The pod specs and diagram of the system are included in kubernetes directory, however the actual python code base, proto schema for Google Protobuf data structures are propietary and not included.
The entire system runs on Linux-Fedora24, data replication is implemented using Gluster File System that maintain data bricks and replicas of each brick on each node of the system.
The cluster consists of a single master which host the Kubernetes critical services, and any number of nodes which can be scaled horizontally to decrease processing time.
Implemented using Kubernetes Pods and Services which create a reliable consistent point of contact for pods to interact without hardcoded IP addresses needed.
Replication controllers were not included, although they would have increased resilience of the system by starting pods that went down.

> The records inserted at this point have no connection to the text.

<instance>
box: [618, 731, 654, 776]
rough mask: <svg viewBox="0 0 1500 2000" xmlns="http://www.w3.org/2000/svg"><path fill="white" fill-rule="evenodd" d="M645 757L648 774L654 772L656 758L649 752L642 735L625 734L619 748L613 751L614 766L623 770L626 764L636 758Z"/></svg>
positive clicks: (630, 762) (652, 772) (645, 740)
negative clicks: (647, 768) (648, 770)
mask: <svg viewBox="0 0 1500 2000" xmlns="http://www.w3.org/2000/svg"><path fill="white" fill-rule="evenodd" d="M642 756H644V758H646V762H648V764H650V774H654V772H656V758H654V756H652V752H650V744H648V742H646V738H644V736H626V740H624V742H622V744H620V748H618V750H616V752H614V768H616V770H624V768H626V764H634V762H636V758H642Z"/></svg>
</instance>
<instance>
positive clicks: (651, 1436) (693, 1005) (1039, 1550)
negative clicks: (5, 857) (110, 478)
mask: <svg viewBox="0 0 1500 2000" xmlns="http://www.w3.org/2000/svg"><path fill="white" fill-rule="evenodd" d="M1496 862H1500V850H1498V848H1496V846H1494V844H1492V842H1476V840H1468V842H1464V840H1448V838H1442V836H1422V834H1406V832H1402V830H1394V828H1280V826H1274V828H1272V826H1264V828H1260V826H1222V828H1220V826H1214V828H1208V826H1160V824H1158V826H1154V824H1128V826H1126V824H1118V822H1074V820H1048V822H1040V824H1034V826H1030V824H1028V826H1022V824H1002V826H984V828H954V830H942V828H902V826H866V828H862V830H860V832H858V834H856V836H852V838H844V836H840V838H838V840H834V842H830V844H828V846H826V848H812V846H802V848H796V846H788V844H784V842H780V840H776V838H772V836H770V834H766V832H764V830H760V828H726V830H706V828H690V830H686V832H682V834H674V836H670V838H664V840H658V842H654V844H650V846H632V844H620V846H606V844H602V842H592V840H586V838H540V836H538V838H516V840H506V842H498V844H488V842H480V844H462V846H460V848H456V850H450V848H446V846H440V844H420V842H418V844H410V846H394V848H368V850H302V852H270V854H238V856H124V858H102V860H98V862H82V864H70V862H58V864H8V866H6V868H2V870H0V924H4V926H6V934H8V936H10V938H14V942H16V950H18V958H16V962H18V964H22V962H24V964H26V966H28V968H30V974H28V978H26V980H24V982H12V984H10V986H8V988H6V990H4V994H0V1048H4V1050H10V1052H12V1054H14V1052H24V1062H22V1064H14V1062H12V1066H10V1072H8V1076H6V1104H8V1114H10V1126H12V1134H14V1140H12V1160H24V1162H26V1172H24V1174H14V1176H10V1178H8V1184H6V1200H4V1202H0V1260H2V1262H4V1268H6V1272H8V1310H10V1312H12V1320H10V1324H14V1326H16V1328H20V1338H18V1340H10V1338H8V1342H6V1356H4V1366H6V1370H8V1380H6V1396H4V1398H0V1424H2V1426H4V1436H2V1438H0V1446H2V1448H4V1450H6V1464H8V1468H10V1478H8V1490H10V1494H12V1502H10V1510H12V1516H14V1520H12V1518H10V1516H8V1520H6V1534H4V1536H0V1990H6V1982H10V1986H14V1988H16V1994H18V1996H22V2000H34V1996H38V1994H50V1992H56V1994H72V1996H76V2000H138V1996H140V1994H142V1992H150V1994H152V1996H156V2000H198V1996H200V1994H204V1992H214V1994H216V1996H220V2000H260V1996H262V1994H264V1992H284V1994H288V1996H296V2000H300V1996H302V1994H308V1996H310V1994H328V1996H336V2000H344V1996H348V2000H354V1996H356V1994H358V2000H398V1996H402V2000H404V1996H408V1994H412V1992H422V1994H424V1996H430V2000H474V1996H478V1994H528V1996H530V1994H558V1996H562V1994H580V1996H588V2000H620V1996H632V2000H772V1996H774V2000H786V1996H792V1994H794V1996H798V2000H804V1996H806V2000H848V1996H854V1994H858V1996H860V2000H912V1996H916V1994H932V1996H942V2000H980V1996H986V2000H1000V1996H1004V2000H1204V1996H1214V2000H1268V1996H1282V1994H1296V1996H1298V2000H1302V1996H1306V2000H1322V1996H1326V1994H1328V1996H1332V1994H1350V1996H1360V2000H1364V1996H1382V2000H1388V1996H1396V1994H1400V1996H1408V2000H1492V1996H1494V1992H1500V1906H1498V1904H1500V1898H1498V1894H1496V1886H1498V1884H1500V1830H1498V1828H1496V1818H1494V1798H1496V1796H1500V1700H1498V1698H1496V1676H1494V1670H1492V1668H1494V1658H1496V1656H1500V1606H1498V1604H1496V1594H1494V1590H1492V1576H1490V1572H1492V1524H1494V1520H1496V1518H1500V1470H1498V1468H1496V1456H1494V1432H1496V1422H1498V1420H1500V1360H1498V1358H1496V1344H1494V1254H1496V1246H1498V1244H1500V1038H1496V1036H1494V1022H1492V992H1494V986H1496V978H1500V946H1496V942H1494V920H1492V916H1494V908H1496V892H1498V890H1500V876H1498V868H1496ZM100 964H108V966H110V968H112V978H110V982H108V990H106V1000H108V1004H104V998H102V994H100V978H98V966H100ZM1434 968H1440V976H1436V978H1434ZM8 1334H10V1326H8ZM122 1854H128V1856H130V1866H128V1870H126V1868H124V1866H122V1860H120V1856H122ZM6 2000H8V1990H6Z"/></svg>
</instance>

The diagram depicts the ETL architecture, but in short:
Market data was accessed via query of an 3rd party API. The pod running this service did so in a simulated Ubuntu environment running a windows emulator and the 3rd party software IQFEED
Fetch Data pod extracts market data from IQFEED based on query arguments including options, stocks, and dividends. Serializes data into SSDB-FEED (level DB like database) data persists not in the pod but in an attached Gluster Volume and replicated on all hosts.
PostProcessing Pod pulled data from SSDB-FEED and transformed further by retrieving detailed options data, adding libor interest rate, and pairing stock option trades with the nearest underlying stock value. Data is serialized into SSDB-POST (underlying gluster volume) and similarly replicated.
XLServer Pod is a server programmed to respond to queries from user Excel sheets, query SSDB-FEED and SSDB-POST and perform additional transformations and data comparisons.